Report DIVD-2020-00005 – Apache Tomcat AJP

Report DIVD-2020-00005 – Apache Tomcat AJP

Written on 14 Jul 2021 by Gerard Janssen

Case lead: Frank Breedijk
Case file: DIVD-2020-00005

February 20, 2020, the China National Vulnerability Database published a security advisory for a vulnerability in Apache Tomcat (CNVD-2020-10487/CVE-2020-1938). The vulnerability was called Ghostcat, because it has remained invisible for over thirteen years. It can be exploited to read and write files.

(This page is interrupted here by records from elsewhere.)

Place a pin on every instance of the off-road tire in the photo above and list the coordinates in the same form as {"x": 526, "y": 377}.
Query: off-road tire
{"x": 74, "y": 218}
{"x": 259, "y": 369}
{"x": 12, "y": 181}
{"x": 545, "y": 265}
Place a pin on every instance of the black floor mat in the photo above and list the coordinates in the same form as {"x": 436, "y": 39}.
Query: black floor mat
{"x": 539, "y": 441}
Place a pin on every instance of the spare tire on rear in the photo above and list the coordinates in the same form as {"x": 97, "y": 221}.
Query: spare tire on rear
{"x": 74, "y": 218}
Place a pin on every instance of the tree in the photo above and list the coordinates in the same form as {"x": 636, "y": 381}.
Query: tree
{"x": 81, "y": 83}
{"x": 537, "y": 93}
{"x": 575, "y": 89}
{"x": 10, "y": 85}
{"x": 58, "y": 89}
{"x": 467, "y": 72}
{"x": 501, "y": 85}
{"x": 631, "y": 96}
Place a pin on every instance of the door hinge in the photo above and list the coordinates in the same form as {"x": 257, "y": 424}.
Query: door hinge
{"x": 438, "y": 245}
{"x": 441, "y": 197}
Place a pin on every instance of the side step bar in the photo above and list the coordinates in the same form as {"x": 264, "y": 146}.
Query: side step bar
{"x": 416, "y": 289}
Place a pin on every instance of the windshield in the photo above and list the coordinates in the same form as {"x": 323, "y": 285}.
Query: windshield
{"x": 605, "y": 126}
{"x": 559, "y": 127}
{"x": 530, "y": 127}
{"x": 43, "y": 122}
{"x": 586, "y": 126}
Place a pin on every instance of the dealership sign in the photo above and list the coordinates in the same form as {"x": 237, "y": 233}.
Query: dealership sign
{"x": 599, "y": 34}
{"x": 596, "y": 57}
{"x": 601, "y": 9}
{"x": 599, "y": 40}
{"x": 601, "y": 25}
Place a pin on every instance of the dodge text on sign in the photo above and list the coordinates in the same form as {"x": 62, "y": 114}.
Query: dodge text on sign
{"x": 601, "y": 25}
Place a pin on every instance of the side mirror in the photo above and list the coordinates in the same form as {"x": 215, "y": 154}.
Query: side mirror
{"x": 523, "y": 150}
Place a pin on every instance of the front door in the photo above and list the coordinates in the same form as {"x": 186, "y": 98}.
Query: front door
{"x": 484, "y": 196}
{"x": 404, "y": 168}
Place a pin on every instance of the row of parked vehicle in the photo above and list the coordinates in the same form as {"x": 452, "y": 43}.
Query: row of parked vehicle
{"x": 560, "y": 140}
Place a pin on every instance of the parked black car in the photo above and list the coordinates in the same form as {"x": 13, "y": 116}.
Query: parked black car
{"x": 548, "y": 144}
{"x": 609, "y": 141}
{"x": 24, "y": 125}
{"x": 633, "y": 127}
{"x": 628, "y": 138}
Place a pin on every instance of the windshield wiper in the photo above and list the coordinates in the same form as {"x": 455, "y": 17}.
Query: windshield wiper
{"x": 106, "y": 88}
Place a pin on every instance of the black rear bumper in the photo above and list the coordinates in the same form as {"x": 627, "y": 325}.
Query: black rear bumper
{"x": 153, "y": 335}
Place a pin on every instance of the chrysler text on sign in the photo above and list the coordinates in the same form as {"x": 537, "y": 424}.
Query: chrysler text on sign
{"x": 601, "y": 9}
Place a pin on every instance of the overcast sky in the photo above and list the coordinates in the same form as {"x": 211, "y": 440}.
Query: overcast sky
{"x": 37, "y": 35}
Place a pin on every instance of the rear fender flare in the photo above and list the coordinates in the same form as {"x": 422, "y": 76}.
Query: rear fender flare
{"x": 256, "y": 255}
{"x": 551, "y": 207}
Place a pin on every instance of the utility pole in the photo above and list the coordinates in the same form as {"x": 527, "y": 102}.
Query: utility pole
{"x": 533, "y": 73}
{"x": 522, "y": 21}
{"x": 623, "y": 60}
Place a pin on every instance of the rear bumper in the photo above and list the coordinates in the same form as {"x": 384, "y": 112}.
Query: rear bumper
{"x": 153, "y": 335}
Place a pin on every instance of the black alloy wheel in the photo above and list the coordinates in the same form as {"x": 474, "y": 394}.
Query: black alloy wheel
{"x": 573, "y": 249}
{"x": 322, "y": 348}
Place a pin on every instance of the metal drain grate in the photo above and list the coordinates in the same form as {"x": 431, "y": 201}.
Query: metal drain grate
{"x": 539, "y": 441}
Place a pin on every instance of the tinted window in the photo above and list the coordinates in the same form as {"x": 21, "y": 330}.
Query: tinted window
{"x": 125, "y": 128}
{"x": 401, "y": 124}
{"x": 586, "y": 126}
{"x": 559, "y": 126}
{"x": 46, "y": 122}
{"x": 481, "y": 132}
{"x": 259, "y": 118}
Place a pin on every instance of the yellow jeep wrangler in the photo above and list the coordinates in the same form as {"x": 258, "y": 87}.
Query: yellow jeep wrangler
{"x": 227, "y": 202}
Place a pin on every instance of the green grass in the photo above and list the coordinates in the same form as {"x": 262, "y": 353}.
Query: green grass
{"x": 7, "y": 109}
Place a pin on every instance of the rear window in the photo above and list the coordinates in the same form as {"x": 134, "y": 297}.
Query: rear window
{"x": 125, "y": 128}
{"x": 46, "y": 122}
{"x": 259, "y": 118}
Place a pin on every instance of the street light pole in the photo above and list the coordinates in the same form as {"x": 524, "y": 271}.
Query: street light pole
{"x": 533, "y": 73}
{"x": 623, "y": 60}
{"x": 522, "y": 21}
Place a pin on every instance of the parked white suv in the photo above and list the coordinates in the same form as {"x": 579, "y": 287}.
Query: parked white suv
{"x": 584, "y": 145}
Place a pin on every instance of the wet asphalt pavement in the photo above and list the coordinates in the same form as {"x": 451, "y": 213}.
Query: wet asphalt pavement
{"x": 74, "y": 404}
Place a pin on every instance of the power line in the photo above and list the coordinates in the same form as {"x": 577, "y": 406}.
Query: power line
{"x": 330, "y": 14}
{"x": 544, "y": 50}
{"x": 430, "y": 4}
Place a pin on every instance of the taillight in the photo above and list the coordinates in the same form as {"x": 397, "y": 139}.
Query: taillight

Apache Tomcat is a popular open source servlet container, a web server that uses java to dynamically generate a webpage on the server side.

Chinese security firm Chaitin Tech found the vulnerability in the Tomcat AJP protocol. Tomcat listens on ports 8080 (http) and 8009 (AJP). AJP stands for Apache JServ Protocol and is enabled by default, if the AJP connector is enabled. A Proof of concept appeared on the same day

On February 20, DIVD immediately scanned and found 54,000 vulnerable systems worldwide, of which 773 in the Netherlands. This information has been shared with non-public CERT channels.

June 2021 a rescan was done. 25,000 of the 54,000 systems were still vulnerable. This list was again shared through the same channels.